The underlying "important thing" in that example is very obvious. To take a less obvious example "eggs are necessary to make a cake" and "paper is necessary to write a letter". Which is more necessary, or as I would word it "important"? Well it depends why you want to bake a cake and why you want to write a letter. Perhaps the cake is for you son's birthday who will be very upset if you don't bake it, but perhaps the letter is to your bank manager to stop them repossessing your house. Now the necessity of the egg to _making a cake_ and the importance of paper _to writing the letter_ is equal, both are necessary, without them the final goal would not be achieved. Which is more important...well that is for you to decide. It is this very subjectiveness that I don't like in relation to "necessity". Perhaps you think I am just playing semantics here - I don't think I am, but fair enough - to my mind something is necessary for something or it is not. Which outcome out of two you would prefer is a matter of preference based on how much importance you assign to the outcomes.

Perhaps my phoneme example is slightly confusing, but all I was trying to do is to create an example where the final outcome was the same so that we could see if it really made sense to compare the necessity of two things (as opposed to all of the examples above where the outcome is slightly different, eg living for the next 5 minutes or living for the next week, baking a cake or writing a letter etc). Benjy has done that well in his example.


----------



## elroy

It seems to me that you both understand the word "necessary" to mean "absolutely indispensable and critical."  Something that is "necessary" is to you something without which a certain goal cannot be accomplished.  That said, of course everything that is "necessary" is just necessary - otherwise it wouldn't be necessary! (excuse the clumsy diction, but you know what I mean.)

Nevertheless, I do feel that the situation and the context make a difference and contribute to a permissible gradation of the word.  Yes, everything can be necessary, but certain things can be more necessary than others, depending on the situation, the time, the person, etc.  I don't think such an analysis is superfluous or illogical; if so, then we shouldn't qualify adjectives at all and always settle for absolute descriptions.

For example, you could say that a bathing suit and hiking shoes are both necessary for participation in a certain camp, because the campers will swim and hike every day at the camp.  However, on some days they will spend more time hiking, on other days they will spend more time swimming.  Therefore, both a bathing suit and hiking shoes are necessary for an enjoyable and successful experience in the camp, but bathing suits are more necessary on the days on which there will be more swimming than hiking (that is, if on that day you could only bring one item, you should bring a bathing suit and not hiking shoes.)  Although both are necessary even on that day, the bathing suit is more necessary because the net outcome will be more favorable if you bring a bathing suit than it will be if you bring hiking shoes.  Either way, the experience is not optimal but bringing a bathing suit contributes more strongly to - and is therefore more necessary for - overall success and enjoyment in the camp.
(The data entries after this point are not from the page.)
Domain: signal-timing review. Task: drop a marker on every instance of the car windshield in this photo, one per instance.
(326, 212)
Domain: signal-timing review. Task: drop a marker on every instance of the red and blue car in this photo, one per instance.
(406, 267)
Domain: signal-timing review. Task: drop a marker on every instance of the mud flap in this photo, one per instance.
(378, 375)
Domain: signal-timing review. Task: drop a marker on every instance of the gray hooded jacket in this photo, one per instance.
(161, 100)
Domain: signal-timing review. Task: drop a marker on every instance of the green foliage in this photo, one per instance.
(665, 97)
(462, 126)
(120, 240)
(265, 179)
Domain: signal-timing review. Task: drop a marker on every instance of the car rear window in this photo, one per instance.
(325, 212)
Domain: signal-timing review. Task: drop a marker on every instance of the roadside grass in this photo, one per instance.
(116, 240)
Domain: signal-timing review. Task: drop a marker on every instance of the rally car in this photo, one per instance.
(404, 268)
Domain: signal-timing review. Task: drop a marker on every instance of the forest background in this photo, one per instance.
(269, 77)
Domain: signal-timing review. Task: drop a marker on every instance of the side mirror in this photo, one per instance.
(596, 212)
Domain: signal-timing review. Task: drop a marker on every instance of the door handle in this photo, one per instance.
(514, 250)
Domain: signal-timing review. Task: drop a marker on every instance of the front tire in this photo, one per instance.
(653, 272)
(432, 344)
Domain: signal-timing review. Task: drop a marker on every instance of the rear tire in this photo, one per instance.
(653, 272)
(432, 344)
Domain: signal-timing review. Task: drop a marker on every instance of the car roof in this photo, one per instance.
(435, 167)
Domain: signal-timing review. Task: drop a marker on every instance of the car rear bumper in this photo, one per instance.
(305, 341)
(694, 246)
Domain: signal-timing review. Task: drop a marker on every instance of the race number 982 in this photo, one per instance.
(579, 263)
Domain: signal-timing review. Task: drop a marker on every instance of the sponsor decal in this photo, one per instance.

Imagine you were graded.  You get a zero for every hour in which you don't participate.  If you're stuck with the option of being able to bring only one item on a given day, you should bring the one which you will spend more time using, thus maximizing your grade.  Again, both are necessary on that day, but one is more necessary for a higher grade.

I don't know if this example will hold water, but my gut feeling persists in telling me that "necessary" is gradable.  I will have to keep thinking about this more to see if I come across an epiphany that either confirms my viewpoint or completely alters it.


----------



## timpeac

elroy said:
			
		

> It seems to me that you both understand the word "necessary" to mean "absolutely indispensable and critical." Something that is "necessary" is to you something without which a certain goal cannot be accomplished. That said, of course everything that is "necessary" is just necessary - otherwise it wouldn't be necessary! (excuse the clumsy diction, but you know what I mean.)
> 
> Nevertheless, I do feel that the situation and the context make a difference and contribute to a permissible gradation of the word. Yes, everything can be necessary, but certain things can be more necessary than others, depending on the situation, the time, the person, etc. I don't think such an analysis is superfluous or illogical; if so, then we shouldn't qualify adjectives at all and always settle for absolute descriptions.
> 
> For example, you could say that a bathing suit and hiking shoes are both necessary for participation in a certain camp, because the campers will swim and hike every day at the camp. However, on some days they will spend more time hiking, on other days they will spend more time swimming. Therefore, both a bathing suit and hiking shoes are necessary for an enjoyable and successful experience in the camp, but bathing suits are more necessary on the days on which there will be more swimming than hiking (that is, if on that day you could only bring one item, you should bring a bathing suit and not hiking shoes.) Although both are necessary even on that day, the bathing suit is more necessary because the net outcome will be more favorable if you bring a bathing suit than it will be if you bring hiking shoes. Either way, the experience is not optimal but bringing a bathing suit contributes more strongly to - and is therefore more necessary for - overall success and enjoyment in the camp.
> 
> Imagine you were graded. You get a zero for every hour in which you don't participate. If you're stuck with the option of being able to bring only one item on a given day, you should bring the one which you will spend more time using, thus maximizing your grade. Again, both are necessary on that day, but one is more necessary for a higher grade.
> 
> I don't know if this example will hold water, but my gut feeling persists in telling me that "necessary" is gradable. I will have to keep thinking about this more to see if I come across an epiphany that either confirms my viewpoint or completely alters it.


 
I'm afraid I think your whole camp participation example is flawed because it is all based on the initial premise that "a bathing suit and hiking shoes are both necessary for participation in a certain camp" and then you go on to describe situations where you can participate in the camp without one or the other item (eg when you get your points for participation) thus proving that the items were not strictly necessary to participate in the camp.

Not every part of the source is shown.